Almost one year removed from the death of Apple co-founder Steve Jobs, the newest iPhone faces a growing army of competitors looking to grab a piece of a smartphone market that Bloomberg Industries estimates was worth $219.1 billion last year.
The new iPhone will be Apple's first change to the handset's hardware design since 2010, raising anticipation among customers who have been holding off on buying a new smartphone.
The company garnered 43 percent of its $108.2 billion in sales last year from the iPhone. And because wireless carriers such as AT&T Inc. and Verizon Wireless subsidize the roughly $620 Apple gets for each iPhone sale, the device accounts for about 70 percent of its profits, according to Sanford C. Bernstein & Co. IPhone sales last quarter alone reached $16.2 billion, 33 percent higher than Google Inc.'s total sales and almost as much as Microsoft's $18.1 billion.
Apple's new iPhone could contribute as much as a half a percentage point to U.S. economic growth in the fourth quarter, according to analysts at JPMorgan Chase.
IPhone sales also are what investors watch the most closely. Apple's shares fell in July after the company reported disappointing sales of the handset. The shares have since recovered ahead of the new iPhone release, gaining 64 percent so far this year.
"A lot is riding on this," said Chris Jones, an analyst at market-research firm Canalys. "They have to make sure it's as good as people expect." Apple's once-a-year iPhone introduction also helps build anticipation for each upgrade, with news outlets and websites speculating about what new designs and features will be unveiled. Glyde Corp. and Gazelle Inc., two companies that facilitate the trade-in of older gadgets, said they've seen a surge in business in recent weeks as people look to ahead to upgrading to the newest iPhone.
One of the biggest challenges for Apple may be manufacturing enough devices to keep up with demand. Shortages from screen manufacturers LG Display Co. and Japan Display may limit how many iPhones Apple can ship, according to Barclays. That may hinder Apple's ability to sell about 50 million iPhones by December, as many analysts have predicted.
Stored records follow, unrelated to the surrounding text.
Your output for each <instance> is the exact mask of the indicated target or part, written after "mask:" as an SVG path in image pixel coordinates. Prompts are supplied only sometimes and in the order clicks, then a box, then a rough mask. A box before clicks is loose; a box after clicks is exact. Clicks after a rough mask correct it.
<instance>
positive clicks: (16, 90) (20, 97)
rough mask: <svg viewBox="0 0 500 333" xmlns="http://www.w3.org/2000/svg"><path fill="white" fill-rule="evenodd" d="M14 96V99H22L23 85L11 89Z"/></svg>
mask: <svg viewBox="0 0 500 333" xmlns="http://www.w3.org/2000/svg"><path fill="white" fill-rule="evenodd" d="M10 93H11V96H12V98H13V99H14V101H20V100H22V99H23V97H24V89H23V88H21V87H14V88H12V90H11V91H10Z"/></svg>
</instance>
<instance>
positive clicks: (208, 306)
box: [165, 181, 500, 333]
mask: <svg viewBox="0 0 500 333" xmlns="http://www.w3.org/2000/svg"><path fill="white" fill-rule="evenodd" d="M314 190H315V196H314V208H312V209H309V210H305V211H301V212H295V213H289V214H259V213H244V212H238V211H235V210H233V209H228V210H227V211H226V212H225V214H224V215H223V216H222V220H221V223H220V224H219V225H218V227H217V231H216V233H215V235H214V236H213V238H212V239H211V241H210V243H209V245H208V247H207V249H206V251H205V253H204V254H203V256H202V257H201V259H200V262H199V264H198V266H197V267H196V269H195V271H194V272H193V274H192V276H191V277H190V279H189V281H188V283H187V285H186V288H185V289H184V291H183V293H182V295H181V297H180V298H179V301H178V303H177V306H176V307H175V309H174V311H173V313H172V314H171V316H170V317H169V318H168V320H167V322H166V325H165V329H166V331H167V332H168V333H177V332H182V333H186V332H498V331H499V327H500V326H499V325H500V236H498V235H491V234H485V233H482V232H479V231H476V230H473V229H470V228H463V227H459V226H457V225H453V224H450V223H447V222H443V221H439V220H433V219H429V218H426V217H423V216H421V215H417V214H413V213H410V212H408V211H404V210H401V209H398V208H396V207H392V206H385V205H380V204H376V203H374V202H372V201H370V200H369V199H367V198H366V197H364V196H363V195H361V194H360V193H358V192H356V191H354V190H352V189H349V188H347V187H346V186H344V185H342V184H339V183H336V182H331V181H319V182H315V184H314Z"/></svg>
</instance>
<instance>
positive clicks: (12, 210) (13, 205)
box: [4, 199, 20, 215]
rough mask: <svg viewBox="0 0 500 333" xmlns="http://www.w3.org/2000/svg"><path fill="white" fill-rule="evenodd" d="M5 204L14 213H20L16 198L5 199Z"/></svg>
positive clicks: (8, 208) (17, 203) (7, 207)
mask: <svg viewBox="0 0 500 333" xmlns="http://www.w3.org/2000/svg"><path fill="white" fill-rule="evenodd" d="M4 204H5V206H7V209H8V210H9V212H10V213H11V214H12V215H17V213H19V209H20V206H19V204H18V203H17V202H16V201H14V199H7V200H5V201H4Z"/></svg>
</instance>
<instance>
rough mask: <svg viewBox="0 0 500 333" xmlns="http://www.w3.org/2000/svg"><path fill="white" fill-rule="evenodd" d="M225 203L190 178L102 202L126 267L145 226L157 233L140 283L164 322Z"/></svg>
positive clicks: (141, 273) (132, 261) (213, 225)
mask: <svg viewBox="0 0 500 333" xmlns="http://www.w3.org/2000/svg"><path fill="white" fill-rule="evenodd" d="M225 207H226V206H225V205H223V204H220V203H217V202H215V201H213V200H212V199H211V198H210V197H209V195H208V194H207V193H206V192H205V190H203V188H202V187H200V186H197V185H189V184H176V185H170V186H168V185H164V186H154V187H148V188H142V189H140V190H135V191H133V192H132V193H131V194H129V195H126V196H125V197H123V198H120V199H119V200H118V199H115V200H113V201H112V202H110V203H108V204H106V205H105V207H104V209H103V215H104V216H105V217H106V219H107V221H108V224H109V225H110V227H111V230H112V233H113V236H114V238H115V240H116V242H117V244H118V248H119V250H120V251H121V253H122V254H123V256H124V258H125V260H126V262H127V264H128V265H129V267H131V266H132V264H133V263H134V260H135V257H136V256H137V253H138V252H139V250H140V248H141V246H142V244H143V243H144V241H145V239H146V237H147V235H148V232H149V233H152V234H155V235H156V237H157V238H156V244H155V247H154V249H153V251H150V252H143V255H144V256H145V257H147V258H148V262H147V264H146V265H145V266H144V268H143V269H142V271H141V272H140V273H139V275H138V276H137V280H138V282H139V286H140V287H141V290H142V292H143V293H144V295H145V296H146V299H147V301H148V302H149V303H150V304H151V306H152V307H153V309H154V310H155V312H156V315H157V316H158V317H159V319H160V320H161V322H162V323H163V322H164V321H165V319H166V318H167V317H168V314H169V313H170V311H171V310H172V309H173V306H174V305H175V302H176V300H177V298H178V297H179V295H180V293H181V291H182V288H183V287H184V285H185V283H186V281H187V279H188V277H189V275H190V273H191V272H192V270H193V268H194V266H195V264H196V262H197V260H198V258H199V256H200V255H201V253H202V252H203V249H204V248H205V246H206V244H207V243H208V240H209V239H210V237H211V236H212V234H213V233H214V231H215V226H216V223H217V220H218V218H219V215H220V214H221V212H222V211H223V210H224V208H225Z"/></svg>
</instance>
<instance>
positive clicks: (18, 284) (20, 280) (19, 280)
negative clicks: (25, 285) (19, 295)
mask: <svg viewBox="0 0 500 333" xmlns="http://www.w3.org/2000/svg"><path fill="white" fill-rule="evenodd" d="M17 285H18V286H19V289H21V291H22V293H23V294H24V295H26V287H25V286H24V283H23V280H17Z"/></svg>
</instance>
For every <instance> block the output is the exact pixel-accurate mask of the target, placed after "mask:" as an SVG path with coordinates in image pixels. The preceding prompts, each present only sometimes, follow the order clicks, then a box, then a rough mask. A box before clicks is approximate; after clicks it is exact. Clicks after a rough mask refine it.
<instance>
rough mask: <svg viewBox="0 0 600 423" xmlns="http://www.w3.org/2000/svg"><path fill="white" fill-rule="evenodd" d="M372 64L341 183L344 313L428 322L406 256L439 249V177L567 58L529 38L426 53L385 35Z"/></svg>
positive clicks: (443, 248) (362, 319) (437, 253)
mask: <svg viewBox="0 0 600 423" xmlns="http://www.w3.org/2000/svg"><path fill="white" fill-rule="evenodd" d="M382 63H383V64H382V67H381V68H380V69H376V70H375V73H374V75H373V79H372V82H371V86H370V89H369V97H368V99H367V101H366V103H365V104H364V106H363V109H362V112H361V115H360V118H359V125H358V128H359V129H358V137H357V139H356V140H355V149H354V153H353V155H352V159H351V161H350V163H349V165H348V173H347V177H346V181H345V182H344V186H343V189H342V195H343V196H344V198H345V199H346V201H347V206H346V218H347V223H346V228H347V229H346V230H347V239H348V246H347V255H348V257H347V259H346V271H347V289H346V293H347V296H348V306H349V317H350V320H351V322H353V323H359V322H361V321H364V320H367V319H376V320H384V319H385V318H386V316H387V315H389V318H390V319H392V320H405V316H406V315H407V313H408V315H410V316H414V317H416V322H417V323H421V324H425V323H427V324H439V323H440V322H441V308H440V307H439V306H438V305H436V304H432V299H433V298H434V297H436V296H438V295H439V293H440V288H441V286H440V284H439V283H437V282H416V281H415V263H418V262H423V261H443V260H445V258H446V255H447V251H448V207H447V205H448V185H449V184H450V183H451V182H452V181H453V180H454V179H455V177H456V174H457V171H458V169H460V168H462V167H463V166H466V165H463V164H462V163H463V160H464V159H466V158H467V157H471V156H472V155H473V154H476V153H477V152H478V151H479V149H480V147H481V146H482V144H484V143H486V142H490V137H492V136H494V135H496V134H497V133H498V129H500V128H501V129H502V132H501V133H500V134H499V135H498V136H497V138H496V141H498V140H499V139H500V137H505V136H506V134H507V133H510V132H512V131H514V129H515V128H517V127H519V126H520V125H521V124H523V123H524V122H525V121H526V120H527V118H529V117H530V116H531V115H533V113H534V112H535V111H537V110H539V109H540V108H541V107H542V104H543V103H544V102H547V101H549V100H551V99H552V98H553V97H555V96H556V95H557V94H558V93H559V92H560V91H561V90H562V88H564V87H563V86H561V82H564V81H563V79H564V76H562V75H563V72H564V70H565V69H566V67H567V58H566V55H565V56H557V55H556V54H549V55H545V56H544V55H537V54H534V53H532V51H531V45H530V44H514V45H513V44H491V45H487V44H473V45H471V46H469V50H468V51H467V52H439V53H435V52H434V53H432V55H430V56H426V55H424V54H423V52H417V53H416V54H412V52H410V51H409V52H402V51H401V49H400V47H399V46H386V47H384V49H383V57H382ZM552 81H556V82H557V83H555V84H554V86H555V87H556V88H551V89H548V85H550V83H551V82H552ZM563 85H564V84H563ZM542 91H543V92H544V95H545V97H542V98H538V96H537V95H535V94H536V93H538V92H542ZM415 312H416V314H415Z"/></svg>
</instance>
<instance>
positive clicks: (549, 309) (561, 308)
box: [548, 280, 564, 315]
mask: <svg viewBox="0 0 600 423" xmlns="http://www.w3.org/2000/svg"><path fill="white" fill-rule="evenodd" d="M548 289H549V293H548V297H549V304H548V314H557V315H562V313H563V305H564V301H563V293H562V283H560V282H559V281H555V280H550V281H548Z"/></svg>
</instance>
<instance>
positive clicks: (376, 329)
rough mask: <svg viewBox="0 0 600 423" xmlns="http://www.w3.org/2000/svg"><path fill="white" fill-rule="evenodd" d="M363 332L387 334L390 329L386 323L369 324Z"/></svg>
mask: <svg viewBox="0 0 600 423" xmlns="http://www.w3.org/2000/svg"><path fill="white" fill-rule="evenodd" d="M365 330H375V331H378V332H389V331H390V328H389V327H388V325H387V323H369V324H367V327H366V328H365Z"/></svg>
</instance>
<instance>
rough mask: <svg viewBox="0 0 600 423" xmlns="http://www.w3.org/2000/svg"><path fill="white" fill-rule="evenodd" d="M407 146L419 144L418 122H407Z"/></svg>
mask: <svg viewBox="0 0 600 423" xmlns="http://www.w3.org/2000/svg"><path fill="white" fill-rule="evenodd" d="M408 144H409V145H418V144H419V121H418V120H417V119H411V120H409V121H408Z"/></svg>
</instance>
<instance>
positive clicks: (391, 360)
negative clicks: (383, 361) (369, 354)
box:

With the newest iPhone, Apple will attempt to balance giving existing customers a design different enough from previous models to inspire purchases, while also remaining true to the style that has made it a market leader among first-time buyers, said IDC's Llamas. Adding a bigger screen will be a critical new feature for consumers who want to use their phones for basic tasks that were once completed on laptops and personal computers, he said.
Data demands of new iPhone users could also put a strain on mobile data networks being introduced by wireless carriers including Verizon Wireless and AT&T. Known as long-term evolution, or LTE, the communications technology allows users to watch video, stream music or perform other data-intensive tasks at a faster speed than existing 3G networks.
"Apple is going to sell a lot of LTE phones. If the network doesn't perform, it could put a cloud over LTE," said Walter Piecyk, an analyst at BTIG. "The network operators will say the networks are ready, but in wireless, you never really know."